The Senate passed the amendment to the education law on Tuesday, without public debate in a move that would take Romanian education “back to the Middle Ages,” student associations said in a statement.
They urged Romania’s President Klaus Iohannis not to sign the bill into law.
MozaiQ, a LGBTI rights group said the bill “further marginalizes the transgender community that is already experiencing discrimination, with one in five transgender people in Romania experiencing physical or sexual attacks,” based on a 2020 Fundamental Rights Agency report.
“I feel angry, I feel erased, the Romanian state is telling me, a transgender Roma woman, that I do not exist! No, politicians do not have the right to decide about my identity,” said Antonella Lerca Duda, a board member of MozaiQ, who is also the chair of SWC, an organization fighting for sex workers’ rights.
If signed into law, it would effectively end already approved university courses on women’s rights and equal opportunities but also severely curtail studies on sexual and health education.
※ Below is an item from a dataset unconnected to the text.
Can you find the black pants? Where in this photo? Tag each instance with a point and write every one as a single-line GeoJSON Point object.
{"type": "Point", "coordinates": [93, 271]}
Socially conservative Romania decriminalized homosexuality in 2001, and is one of only several EU states that bar marriage and civil partnerships for same sex couples and don’t even recognize same-sex unions from other countries.
Romania historically has had the highest rate of teenage births in Europe.
“By banning conversations about the difference between gender and biological sex, the Romanian state enforces a hostile climate for LGBTI teens; currently nearly one in two 2 LGBTI youth is hiding their gender identity or sexual orientation when in school,” a statement said.
It said the development “sets Romania on a path similar to … Poland and Hungary, who have taken steps to restrict transgender rights and suppress public discussions on gender.”